About to veer off to where the staff units were located, he spotted a lone figure walking towards the deserted beach. Hunching his shoulders against the rising wind, Angelo quickened his pace. With her give-away hair, not even the fact that she wore jeans and a bulky sweater could hide that it was Gemma.

He came up behind her. “If I give an employee an order I expect it to be obeyed.” The deceptive softness of his tone didn’t hide his anger-or his frustration.

Gemma’s shoulders tensed and she came to a halt. Then she turned. In the dim light of the lanterns that lined the promenade, he saw her eyebrow arch. “I thought it was an invitation,” she said with soft irony. “One that I never accepted.”

“Or refused.”

She considered him, her head on one side. “Give me one good reason why I should have joined you.”

He blinked. Women usually thronged to his side. Hell, he didn’t need to issue invitations. Women gate-crashed celebrity functions to meet him. “Because I wanted to speak to you.”

“What about?” Her tension was tangible.

“Your memory loss.”

“Not true. You invited me for a drink before you knew about that.”
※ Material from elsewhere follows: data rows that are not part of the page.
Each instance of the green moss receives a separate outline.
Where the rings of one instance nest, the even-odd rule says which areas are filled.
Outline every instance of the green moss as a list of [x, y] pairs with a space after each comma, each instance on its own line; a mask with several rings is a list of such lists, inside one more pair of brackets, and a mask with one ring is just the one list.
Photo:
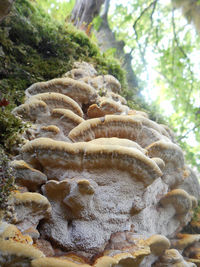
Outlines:
[[5, 209], [14, 186], [14, 173], [9, 167], [9, 158], [0, 147], [0, 209]]
[[20, 133], [25, 129], [22, 121], [16, 118], [9, 109], [0, 108], [0, 148], [13, 152], [21, 143]]
[[25, 89], [61, 77], [74, 61], [83, 60], [94, 64], [99, 74], [112, 74], [126, 86], [119, 62], [102, 55], [84, 32], [53, 20], [36, 2], [14, 2], [0, 27], [0, 101], [6, 98], [10, 103], [0, 111], [0, 145], [7, 152], [23, 128], [10, 111], [23, 102]]
[[0, 44], [0, 91], [9, 92], [13, 104], [22, 102], [32, 83], [59, 77], [78, 60], [93, 63], [99, 74], [112, 74], [125, 86], [116, 60], [102, 55], [84, 32], [54, 21], [35, 2], [15, 1], [1, 24]]
[[[199, 214], [200, 214], [200, 201], [198, 201], [197, 207], [193, 210], [194, 214], [191, 221], [197, 222], [199, 221]], [[199, 234], [199, 229], [192, 226], [190, 223], [186, 225], [182, 231], [182, 233], [188, 233], [188, 234]]]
She had him there. What he really wanted to know was why she had come back to Strathmos. It had to be about more than money. His gut told him it had something to do with her amnesia. He wasn’t about to admit that what pricked his ego was the fact that she didn’t remember him. Or was it a ploy? Was her amnesia nothing more than a sham designed to avoid facing up to her treachery three years ago? Or a last-ditch effort to recapture his interest? At last he said, “You’ve forgotten carrying on with every male under the age of eighty at the Rose Ball? You don’t remember about me…us?”

She closed her eyes at the sheer incredulity in his voice. “Is that so hard to accept?” she asked warily. “I have amnesia.”

“How convenient.”

Gemma opened her eyes and met his narrowed gaze. She tried to speak but her voice wouldn’t work. So she simply shrugged and let her arms fall uselessly by her side.